Carnival of souls

* Here is the trailer for the next Clive Barker-based movie, Book of Blood. The Radiohead remix adds hella production value, I think. Also, how nice is it to see a Barker adaptation retain the original English setting and accents?

* And here’s a promo reel for the next Barker flick, Dread–featuring interview snippets from Barker, director Anthony DiBlasi, and the cast, as well as boobies and some pretty horrifying things involving bleach.

* Meanwhile, I still haven’t seen Midnight Meat Train–I didn’t have it in me to try to OnDemand it the night before the election as originally planned. I know reviews from those I trust have been lukewarm, but Christ, if ever there was a movie I need to see for myself! Meanwhile, just so I can keep it straight in my head, I think the two Films of Blood on the way after Dread are The Madonna and Pig Blood Blues. Even if all of these films turn out kind of dull, I’d rather the horror section at Best Buy be filled with dull churned-out shingle-based horror movies based on great Clive Barker short stories that theoretically could find a new audience through them than dull churned-out shingle-based horror movies based on nothing in particular.

* Looks like George A. Romero’s next …of the Dead flick is, in fact, going to be called …of the Dead. I can get behind that. Please be good.

* I really admire the obvious amount of thought and heart that went into Shaun of the Dead star Simon Pegg’s Guardian-published essay about why zombies should be slow, but I also find it really silly (albeit admittedly so) when it tries to support that assertion on the grounds that fast zombies aren’t “realistic,” and really wrongheaded when it claims that speeding up zombies strips them of metaphorical power. Eve Tushnet, Bruce Baugh, and I beat up on that idea pretty good in a comment thread a while back. (Via Jason Adams.)

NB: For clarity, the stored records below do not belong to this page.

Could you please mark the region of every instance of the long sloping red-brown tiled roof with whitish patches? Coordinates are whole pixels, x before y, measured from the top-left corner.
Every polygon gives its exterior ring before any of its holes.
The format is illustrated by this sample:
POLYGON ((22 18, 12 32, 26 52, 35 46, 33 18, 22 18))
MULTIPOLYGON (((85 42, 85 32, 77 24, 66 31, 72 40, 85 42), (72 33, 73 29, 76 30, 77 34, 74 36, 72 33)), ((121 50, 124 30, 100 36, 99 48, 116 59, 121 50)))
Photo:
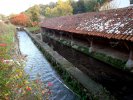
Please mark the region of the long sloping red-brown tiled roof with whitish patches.
POLYGON ((41 27, 133 42, 133 7, 49 18, 41 27))

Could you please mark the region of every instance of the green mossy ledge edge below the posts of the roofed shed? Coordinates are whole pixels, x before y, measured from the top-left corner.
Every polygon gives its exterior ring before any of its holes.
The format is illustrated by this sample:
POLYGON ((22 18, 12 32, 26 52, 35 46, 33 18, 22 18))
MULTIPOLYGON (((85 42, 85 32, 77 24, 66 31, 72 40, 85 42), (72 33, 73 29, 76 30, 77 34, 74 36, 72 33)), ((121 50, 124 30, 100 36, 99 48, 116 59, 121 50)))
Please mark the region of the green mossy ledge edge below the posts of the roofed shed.
MULTIPOLYGON (((48 38, 51 38, 47 35, 48 38)), ((87 54, 97 60, 100 60, 104 63, 107 63, 115 68, 118 68, 118 69, 122 69, 122 70, 126 70, 125 69, 125 64, 126 64, 126 61, 122 61, 120 59, 117 59, 117 58, 112 58, 111 56, 108 56, 106 54, 103 54, 103 53, 99 53, 99 52, 93 52, 93 53, 89 53, 89 47, 85 47, 85 46, 80 46, 78 44, 75 44, 75 43, 71 43, 70 41, 67 41, 67 40, 64 40, 64 39, 61 39, 61 40, 58 40, 56 38, 51 38, 52 40, 55 40, 63 45, 66 45, 68 47, 71 47, 77 51, 80 51, 84 54, 87 54)))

* Speaking of Bruce, here he runs down World of Warcraft’s creation myth. Actually, that’s an inaccurate word to describe it because in the game world, these things factually, demonstrably happened–there are Old God corpses lying around to prove it and everything. Anyway, it’s an intriguing, “art of enthusiasm”-style mix of Lovecraft, Greek mythology, and Tolkien.

* If I had to rattle off the names of, I dunno, the 10 people most directly responsible for my life being what it is right now in terms of the prominent role comics play in it, Joe Quesada and Bill Jemas would be on there thanks to their construction of so-called “Nu-Marvel” in the early ’00s. Therefore I’m really enjoying their reunion interview with Jonah Weiland at CBR. Jemas in particular is an interesting case: His ideas and approach really did shake up the company and make superhero comics much, much better on a qualitative level, but then as best as anyone can tell he kind of went a little ego crazy, and he was relatively quickly shuffled aside by his superiors. I think there are similar executive trajectories one can point to that were not brought to an end nearly as early, with the results you’d expect.

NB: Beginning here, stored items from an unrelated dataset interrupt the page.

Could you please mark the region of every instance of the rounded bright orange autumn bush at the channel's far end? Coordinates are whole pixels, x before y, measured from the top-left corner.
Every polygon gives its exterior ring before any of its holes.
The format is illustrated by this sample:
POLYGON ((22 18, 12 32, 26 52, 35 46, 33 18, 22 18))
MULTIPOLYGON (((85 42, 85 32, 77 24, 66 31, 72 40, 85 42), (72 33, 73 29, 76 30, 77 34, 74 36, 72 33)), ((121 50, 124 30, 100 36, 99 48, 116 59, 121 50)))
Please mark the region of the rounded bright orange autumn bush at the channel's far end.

* This interview with Dan DiDio offers the first hints of an official confirmation that the art changes and scheduling delays for Final Crisis are due at least in part to tardy scripts from Grant Morrison. God knows I love the Mad Scotsman, but his work does tend to run into these kinds of problems, and the common denominator is, well, him. I’m not even complaining about the lateness (the calvacade of artists, now that I have some beef with from time to time)–it just has long seemed a shame to me that it all got laid at the feet of either the artists or the editors or the executives.

* I’m also excited to read that my friend and former boss Brian Cunningham will be involved via his new editorial capacity at DC in the upcoming Green Lantern (and i think overall DCU) event Blackest Night. If you look back at the past couple of years at DC, a lot of attention was given to Countdown and its countless spinoffs and tie-ins, none of which really merited it; but at the same time, you’ve seen pretty tremendous and momentous work on Green Lantern, Superman, and Batman from Geoff Johns and Grant Morrison. If, after 52, DC had done everything exactly the same–published Countdown, Countdown to Adventure, Countdown to Mystery, Countdown Presents the Search for Ray Palmer, Countdown: Arena, Salvation Run, Amazons Attack et al–but just made the mental and promotional adjustment of declaring Johns’ and Morrison’s main titles and events–Batman, Green Lantern, Action Comics, The Sinestro Corps War, The Resurrection of Ra’s al Ghul–the so-called “spine” of DC’s superhero line instead, I think you’d have a very different landscape to look at right now. Anyway, I think these missteps have badly undercut Final Crisis in terms of fan reception, but clearly the emphasis placed on it and Batman R.I.P. and Superman: New Krypton and Flash: Rebirth and Blackest Night indicate that DC is now aware of where its bread is buttered.

* They’re gonna make a movie out of Paul Pope’s yet-to-be-published cyclopean fight scene graphic novel Battling Boy.

* What can one say about being married to a woman whose first thought upon the election of the new president is “this reminds me of ‘The Battle of Evermore'”?